In a scenario of running uncontrollably, with your underwear hanging out, into an innocent bystander - who would you think first of being a culprit? Exactly. 

Statistics.


----------



## b-kul (Sep 20, 2009)

Curmy said:


> "Trend" is not "lumping". Would not it be fair to say that an NFL player is somewhat more likely to be a rapist or some other sort of a criminal, then a random person? ( I do not know if it is true, but it does seem that way sometimes.)
> 
> In a scenario of running uncontrollably, with your underwear hanging out, into an innocent bystander - who would you think first of being a culprit? Exactly.
> 
> Statistics.


what you did was lump and not trend. a trend is born out of documented statistics. do you have any real numbers or just two cases? not trying to start an arguement but all you are doing is furthering the stereotype of careless snowboarders and the elitist skiers that complain about them. neither of which are desirerable or fair.

and onto the nfl example:
about 1500-2500 players in the league (depending on the point in the season)
about 308 million people in the U.S
current (violent) crime rate is about 450/100000
violent crimes committed by a nfl player per year is probably not even 1*

so i think violent crimes among nfl players is inline if not lower than the rest of the U.S (but you also have to look at white vs black vs other minority incarseration rates and etc etc to get the whole picture)

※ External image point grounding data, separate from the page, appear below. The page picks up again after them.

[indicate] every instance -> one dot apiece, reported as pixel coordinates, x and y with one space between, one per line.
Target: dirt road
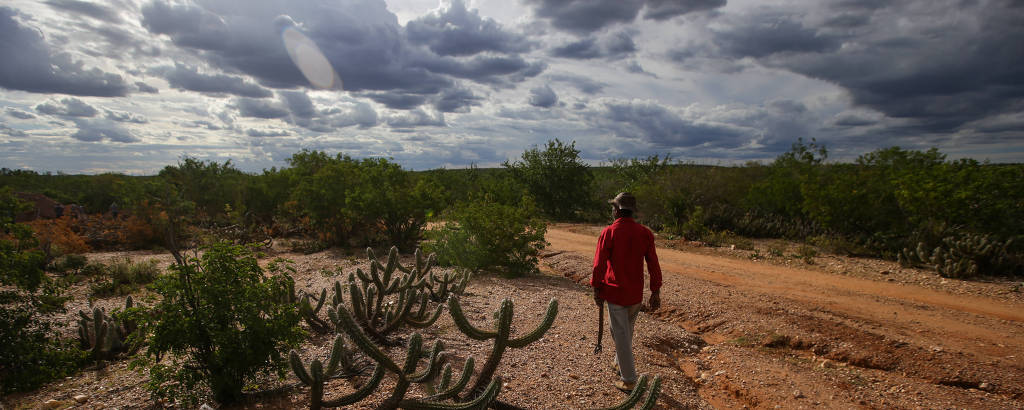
800 336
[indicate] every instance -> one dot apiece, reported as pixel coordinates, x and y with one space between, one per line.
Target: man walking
617 279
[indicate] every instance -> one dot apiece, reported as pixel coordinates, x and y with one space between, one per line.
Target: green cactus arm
361 341
444 381
99 341
481 402
505 315
392 261
449 392
654 391
413 351
463 324
401 311
634 397
355 295
433 365
298 368
338 352
549 319
361 393
338 293
363 276
320 302
419 324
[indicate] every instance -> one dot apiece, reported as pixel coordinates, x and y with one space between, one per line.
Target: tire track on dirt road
958 320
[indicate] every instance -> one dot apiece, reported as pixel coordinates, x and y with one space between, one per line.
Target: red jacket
619 262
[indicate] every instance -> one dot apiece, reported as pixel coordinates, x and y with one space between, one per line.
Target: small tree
223 320
486 235
32 352
556 177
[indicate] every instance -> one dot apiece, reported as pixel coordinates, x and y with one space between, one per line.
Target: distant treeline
885 203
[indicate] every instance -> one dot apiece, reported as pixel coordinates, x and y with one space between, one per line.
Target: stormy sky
131 86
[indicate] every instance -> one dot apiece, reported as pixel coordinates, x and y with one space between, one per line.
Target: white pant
623 319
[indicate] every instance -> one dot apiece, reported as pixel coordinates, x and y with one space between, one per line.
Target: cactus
311 314
641 387
383 300
502 334
340 364
408 374
105 336
968 256
452 283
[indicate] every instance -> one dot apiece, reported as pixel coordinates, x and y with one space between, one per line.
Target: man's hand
654 301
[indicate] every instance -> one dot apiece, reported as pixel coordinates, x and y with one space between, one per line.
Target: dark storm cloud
656 124
485 69
360 115
258 108
766 35
360 38
6 130
543 96
97 130
584 84
143 87
852 120
583 49
266 132
91 9
188 78
415 118
397 100
298 104
456 100
615 45
665 9
67 108
18 114
28 64
951 65
584 16
121 116
456 31
204 124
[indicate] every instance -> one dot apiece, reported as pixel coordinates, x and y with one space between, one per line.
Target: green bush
360 202
32 351
223 321
556 177
71 262
121 278
484 235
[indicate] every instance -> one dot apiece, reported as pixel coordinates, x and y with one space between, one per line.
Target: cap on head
625 201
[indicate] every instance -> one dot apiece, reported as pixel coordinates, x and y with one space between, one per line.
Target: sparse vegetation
221 321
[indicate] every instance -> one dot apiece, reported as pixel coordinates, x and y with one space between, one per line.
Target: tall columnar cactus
102 335
340 364
967 256
502 334
408 374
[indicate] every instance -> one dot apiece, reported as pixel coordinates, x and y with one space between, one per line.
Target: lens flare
309 59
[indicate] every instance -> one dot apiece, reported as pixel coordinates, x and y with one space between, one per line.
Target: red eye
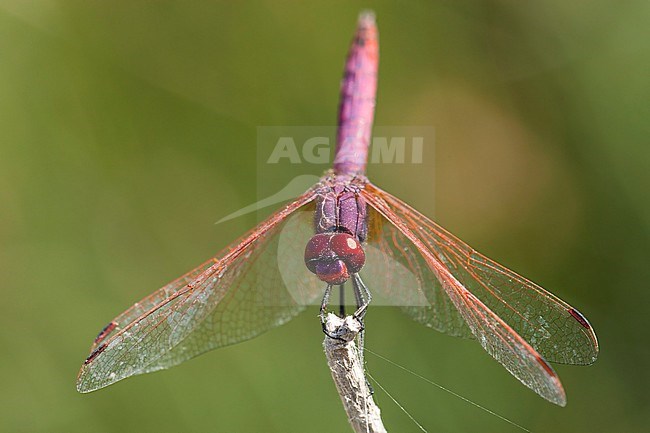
348 249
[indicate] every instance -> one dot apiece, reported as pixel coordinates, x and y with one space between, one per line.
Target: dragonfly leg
362 295
362 300
323 312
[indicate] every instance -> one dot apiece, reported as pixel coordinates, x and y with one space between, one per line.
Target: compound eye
348 249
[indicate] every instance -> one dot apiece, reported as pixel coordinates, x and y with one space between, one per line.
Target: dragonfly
345 232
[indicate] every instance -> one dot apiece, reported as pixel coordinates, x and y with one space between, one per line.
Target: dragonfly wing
231 298
495 336
555 329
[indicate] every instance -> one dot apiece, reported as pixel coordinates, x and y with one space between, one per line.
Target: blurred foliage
128 128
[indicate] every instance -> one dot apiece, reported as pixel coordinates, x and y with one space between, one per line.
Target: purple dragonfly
346 232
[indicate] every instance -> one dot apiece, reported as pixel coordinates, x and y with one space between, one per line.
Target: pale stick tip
347 370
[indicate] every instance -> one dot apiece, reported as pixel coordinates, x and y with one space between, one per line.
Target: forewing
231 298
555 329
398 275
496 337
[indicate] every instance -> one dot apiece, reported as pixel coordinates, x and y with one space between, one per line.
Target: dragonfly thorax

*this was speculation. everything else i looked up (some numbers averaged or rounded off).


----------



## Broccoli (Jun 11, 2008)

b-kul said:


> not trying to start an arguement


That's exactly what you tried to do. A very stretched argument about semantics that had little to do with the substance of my post.



b-kul said:


> but all you are doing is furthering the stereotype of careless snowboarders and the elitist skiers that complain about them. neither of which are desirerable or fair.


Who said anything about fair?

Stereotypes do not come out of the blue. All you need to do, is visit some ski resort on a busy day.

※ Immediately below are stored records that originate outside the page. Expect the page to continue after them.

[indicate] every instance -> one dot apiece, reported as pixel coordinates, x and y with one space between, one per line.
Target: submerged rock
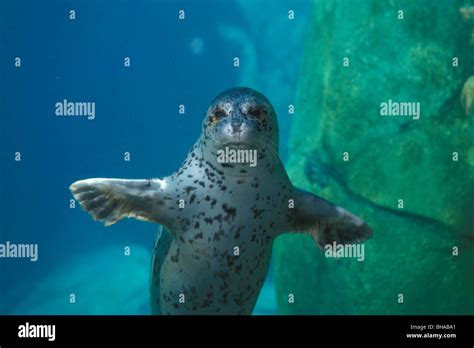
411 179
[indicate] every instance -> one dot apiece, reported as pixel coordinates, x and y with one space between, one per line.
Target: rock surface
390 158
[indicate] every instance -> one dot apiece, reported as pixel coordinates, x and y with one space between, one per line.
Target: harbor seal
220 215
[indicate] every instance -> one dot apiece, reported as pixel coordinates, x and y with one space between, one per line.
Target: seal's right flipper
110 200
326 222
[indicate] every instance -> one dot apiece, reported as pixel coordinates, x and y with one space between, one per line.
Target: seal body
220 214
219 259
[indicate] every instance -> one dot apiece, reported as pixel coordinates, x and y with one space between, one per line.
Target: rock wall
424 55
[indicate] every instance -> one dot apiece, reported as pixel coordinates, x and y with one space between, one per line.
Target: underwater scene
374 102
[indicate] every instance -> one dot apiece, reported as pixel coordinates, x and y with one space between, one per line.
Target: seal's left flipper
326 222
110 200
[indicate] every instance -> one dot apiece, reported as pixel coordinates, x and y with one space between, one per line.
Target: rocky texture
391 158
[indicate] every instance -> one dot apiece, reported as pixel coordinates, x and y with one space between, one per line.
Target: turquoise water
82 267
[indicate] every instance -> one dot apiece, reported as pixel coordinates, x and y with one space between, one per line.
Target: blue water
172 62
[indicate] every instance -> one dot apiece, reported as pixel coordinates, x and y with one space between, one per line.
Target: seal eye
255 112
217 115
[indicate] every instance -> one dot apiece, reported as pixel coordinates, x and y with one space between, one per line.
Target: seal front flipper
110 200
326 222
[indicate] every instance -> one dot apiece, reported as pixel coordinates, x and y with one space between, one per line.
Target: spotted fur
215 257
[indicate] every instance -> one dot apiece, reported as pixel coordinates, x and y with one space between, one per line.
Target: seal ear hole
217 115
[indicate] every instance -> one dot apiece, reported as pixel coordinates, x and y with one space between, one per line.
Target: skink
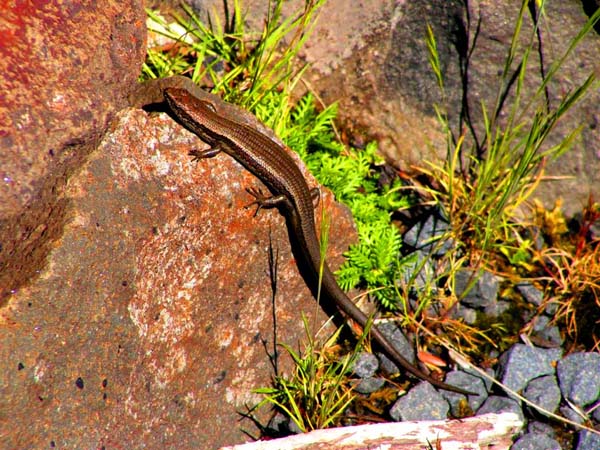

Back on topic of this thread - yes, you now want to wear a ski helmet at all times. Actual example that I have cited highlight that.


----------



## zebrahum (Jun 29, 2005)

Churmy, it would be appreciated if you listen to b-kul's advice and keep your mouth shut without any statistics to back yourself up with. Having worked on snow at several resorts for the past decade, I think I have enough experience to say that b-kul was absolutely correct in saying that there are just as many out of control skiers and skier caused collisions as there are snowboarder caused. I'm happy to retract this statement if shown proof, but you're just putting unneeded hate toward a group of people with absolutely nothing to back it up with. 

And, OP; if you're just going to use the helmet to hold a camera and generally have use-specific helmets, then go with a Pro-tec. It should be able to adapt to most of your sports. I wouldn't use it as my only helmet, but it is a good compromise. May I ask what camera you are getting? Most have different mounts that come with it or are available that you can use to attach the camera back and forth to other helmets or mounts.


----------



## Broccoli (Jun 11, 2008)

zebrahum said:


> Churmy, it would be appreciated if you listen to b-kul's advice and keep your mouth shut without any statistics to back yourself up with. Having worked on snow at several resorts for the past decade, I think I have enough experience to say that b-kul was absolutely correct in saying that there are just as many out of control skiers and skier caused collisions as there are snowboarder caused. I'm happy to retract this statement if shown proof, but you're just putting unneeded hate toward a group of people with absolutely nothing to back it up with.


LOL, U mad?


----------



## zebrahum (Jun 29, 2005)

Curmy said:


> LOL, U mad?


Na, just hate idiots. No hard feelings, you can't help yourself.


----------



## Broccoli (Jun 11, 2008)

zebrahum said:


> Na, just hate idiots.


 Cool story, bro.


----------



## b-kul (Sep 20, 2009)

curmy, you were wrong. just step away.


----------



## TOU93 (Dec 31, 2009)

POC Receptor+.


----------